Especificamente, A melatonina é um hormônio que regula o ciclo sono-vigília. É produzido pelo cérebro quando escurece para induzir o sono. Sua deficiência está associada à insônia, por isso é frequentemente suplementado para tratar distúrbios associados ao mau descanso.

Segundo a ciência, que tipo de carboidrato deve ser incluído no jantar para dormir melhor
Em um estudo publicado no American Journal of Clinical Nutrition, os pesquisadores Ahmad Afaghi, Helen O’Connor e Chin Mui Chow investigaram se o jantar pode afetar o tempo que uma pessoa leva para adormecer. Para fazer isso, trabalharam com 12 homens saudáveis ​​(com idades entre 18 e 35 anos) e compararam duas refeições muito semelhantes, mas com uma diferença fundamental: uma com carboidratos que aumentam o açúcar no sangue mais rapidamente (alto índice glicêmico) e outra mais lentamente (baixo índice glicêmico).

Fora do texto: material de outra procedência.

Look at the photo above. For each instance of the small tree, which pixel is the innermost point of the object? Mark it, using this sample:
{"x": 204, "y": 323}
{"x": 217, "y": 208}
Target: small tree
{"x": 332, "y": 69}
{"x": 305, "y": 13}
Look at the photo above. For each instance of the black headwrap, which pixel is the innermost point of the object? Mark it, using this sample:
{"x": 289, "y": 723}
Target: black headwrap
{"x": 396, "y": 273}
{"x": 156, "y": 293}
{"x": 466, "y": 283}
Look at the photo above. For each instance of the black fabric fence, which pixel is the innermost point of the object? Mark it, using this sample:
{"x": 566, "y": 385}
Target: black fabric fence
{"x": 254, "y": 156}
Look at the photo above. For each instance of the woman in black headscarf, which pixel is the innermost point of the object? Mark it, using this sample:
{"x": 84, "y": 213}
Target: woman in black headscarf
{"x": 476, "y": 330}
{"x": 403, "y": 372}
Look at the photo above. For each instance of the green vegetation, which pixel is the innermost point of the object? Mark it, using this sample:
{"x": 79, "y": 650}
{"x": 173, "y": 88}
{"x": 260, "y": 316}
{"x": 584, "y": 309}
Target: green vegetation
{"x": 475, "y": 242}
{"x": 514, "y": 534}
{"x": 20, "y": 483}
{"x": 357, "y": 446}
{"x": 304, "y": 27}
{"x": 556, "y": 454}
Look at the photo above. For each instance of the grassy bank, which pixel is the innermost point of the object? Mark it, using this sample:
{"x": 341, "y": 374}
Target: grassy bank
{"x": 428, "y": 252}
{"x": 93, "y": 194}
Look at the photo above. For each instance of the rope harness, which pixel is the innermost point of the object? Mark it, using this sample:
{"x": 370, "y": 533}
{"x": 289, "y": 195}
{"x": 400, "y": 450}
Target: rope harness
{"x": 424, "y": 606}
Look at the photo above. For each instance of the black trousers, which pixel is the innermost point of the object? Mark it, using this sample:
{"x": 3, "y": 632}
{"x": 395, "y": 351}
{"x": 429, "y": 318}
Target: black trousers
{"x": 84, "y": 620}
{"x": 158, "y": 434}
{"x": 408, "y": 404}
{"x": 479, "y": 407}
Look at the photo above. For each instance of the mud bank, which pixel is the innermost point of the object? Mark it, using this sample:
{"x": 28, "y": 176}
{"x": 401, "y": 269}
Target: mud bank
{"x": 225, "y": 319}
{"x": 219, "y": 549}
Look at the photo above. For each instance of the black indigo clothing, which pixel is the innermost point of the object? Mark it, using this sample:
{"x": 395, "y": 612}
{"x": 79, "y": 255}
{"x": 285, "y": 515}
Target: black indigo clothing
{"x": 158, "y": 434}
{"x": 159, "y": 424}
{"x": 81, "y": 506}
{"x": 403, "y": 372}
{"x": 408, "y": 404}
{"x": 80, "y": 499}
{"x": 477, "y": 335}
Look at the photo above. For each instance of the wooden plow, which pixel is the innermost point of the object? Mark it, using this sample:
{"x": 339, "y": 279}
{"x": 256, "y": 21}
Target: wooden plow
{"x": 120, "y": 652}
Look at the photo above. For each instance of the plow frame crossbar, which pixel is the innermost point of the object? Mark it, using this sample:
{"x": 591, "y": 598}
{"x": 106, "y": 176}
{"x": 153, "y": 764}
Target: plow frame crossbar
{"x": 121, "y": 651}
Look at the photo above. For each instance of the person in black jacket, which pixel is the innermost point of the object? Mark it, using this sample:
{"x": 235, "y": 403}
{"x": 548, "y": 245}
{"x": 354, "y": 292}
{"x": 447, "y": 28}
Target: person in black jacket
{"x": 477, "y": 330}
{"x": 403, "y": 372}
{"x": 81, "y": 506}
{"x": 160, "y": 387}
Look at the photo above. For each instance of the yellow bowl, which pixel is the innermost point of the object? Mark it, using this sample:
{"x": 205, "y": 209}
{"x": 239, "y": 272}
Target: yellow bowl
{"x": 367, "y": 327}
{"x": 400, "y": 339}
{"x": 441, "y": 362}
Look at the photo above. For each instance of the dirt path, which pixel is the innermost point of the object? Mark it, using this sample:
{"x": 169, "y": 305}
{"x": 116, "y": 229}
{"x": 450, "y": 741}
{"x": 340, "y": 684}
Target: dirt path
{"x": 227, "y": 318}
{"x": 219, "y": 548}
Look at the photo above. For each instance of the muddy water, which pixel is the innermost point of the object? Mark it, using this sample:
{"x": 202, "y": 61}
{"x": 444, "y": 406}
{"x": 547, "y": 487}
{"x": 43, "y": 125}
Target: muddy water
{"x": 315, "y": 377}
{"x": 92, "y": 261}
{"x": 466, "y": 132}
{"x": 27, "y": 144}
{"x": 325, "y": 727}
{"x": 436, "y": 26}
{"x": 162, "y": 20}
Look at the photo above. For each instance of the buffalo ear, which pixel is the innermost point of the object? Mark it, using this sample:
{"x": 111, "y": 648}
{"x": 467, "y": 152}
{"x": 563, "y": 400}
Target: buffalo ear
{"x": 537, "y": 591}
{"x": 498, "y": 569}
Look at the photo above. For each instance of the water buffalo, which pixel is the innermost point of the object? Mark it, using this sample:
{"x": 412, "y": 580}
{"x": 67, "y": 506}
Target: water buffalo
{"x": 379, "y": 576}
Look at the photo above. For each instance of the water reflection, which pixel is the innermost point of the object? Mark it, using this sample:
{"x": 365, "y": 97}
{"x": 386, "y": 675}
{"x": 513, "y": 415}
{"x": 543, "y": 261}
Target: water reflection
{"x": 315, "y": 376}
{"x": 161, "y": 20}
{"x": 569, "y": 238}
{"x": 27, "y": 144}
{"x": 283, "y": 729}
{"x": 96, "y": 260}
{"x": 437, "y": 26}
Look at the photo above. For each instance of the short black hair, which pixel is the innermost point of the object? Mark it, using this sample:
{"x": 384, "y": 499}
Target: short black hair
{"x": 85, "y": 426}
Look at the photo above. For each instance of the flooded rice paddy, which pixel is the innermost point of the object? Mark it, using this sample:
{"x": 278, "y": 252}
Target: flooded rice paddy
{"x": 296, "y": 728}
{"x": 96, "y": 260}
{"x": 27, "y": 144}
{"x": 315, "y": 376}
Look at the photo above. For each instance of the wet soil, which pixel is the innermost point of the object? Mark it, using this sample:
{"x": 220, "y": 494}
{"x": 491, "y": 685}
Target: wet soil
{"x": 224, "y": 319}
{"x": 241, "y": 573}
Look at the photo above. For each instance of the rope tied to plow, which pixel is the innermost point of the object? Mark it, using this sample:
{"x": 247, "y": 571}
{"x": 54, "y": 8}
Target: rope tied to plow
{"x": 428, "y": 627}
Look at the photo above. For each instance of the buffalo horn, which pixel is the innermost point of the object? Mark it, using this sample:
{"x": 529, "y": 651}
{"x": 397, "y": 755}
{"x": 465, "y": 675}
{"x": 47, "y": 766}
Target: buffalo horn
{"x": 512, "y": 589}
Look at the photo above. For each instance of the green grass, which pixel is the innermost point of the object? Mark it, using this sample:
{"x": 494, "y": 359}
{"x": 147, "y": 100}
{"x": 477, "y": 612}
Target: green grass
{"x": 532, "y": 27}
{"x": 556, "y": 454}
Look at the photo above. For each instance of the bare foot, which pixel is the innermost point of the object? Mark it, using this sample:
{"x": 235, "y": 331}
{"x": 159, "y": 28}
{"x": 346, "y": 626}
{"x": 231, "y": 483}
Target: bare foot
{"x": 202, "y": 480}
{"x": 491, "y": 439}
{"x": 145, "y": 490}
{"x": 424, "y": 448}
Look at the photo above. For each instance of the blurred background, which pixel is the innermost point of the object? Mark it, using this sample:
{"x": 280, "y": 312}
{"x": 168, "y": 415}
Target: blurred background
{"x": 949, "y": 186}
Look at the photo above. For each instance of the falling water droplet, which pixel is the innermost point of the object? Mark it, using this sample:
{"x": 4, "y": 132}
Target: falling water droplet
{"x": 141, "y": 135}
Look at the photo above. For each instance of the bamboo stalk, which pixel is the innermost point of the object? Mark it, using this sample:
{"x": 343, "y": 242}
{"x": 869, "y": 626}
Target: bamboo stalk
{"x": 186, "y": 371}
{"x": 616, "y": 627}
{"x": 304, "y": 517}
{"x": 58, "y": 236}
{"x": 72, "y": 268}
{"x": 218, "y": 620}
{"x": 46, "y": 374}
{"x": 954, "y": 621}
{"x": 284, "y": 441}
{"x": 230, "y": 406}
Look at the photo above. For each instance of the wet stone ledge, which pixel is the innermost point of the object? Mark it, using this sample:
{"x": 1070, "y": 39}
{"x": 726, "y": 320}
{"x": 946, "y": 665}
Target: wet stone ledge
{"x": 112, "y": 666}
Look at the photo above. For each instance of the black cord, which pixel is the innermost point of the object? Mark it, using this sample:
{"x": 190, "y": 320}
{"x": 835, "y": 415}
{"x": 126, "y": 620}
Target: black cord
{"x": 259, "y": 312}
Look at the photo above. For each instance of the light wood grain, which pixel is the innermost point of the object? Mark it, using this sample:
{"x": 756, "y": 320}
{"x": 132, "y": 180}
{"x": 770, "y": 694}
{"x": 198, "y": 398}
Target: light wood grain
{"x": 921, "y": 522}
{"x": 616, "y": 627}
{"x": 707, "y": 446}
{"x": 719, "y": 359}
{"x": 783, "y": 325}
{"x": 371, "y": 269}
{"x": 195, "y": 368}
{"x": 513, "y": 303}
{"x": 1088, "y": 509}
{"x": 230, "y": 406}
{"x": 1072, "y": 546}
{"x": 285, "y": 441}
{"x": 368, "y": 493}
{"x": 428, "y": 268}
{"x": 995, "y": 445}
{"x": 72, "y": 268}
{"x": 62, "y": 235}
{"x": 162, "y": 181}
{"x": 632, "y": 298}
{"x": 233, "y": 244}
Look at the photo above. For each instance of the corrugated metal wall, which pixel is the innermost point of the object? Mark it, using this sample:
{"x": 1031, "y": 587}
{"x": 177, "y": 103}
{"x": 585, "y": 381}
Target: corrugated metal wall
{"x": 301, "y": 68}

Os voluntários comeram quatro horas antes de dormir e os pesquisadores mediram o tempo até adormecerem. O resultado foi claro: com a refeição de alto índice glicêmico, os participantes adormeceram em média 9 minutos, enquanto com a refeição de baixo índice glicêmico demoraram 17,5 minutos.

Carboidratos de alto índice glicêmico: pão branco, arroz branco, batata, grãos processados, salgadinhos e frutas como melancia.

Carboidratos com baixo índice glicêmico: aveia, macarrão, legumes (lentilha, ervilha, feijão) e frutas como maçã, laranja e toranja.

Outra complicação de evitar carboidratos: Críticas à dieta cetogênica
Além do seu efeito no sono, os carboidratos também desempenham um papel fundamental no crescimento muscular. Nesse sentido, Marta Marche explicou: “Sabemos que são necessários carboidratos para ativar a mTOR, a proteína que alimenta a formação muscular.

Por isso enfatizou que os dois maiores problemas da dieta cetogênica, que maximiza a ingestão de carboidratos, são “a perda de massa muscular e a perda de diversidade da microbiota”.

Em seguida, ela reclamou diretamente da popularidade da dieta cetônica, especialmente entre as mulheres na pós-menopausa. “Existem alguns xiitas muito importantes por aí que eu não conheço e que se preocupam em vender um curso de treinamento ou algo assim, que vão prejudicar essas mulheres no longo prazo. Acho que é terrível”, ela criticou.

Em primeiro lugar, reconheceu que muitas mulheres experimentam esta dieta e dizem que foi óptima para elas e que perderam até oito quilos no primeiro mês.

No entanto, ele alertou: “Mas converse com quem está lá há dois ou três meses. O que acontece com eles? Quando já perderam todos os músculos e água e a balança mostra um número que os deixa um pouco mais felizes, começa a fadiga e a insônia. Além disso, por terem perdido tanto músculo, seu metabolismo não tem mais o mesmo efeito.”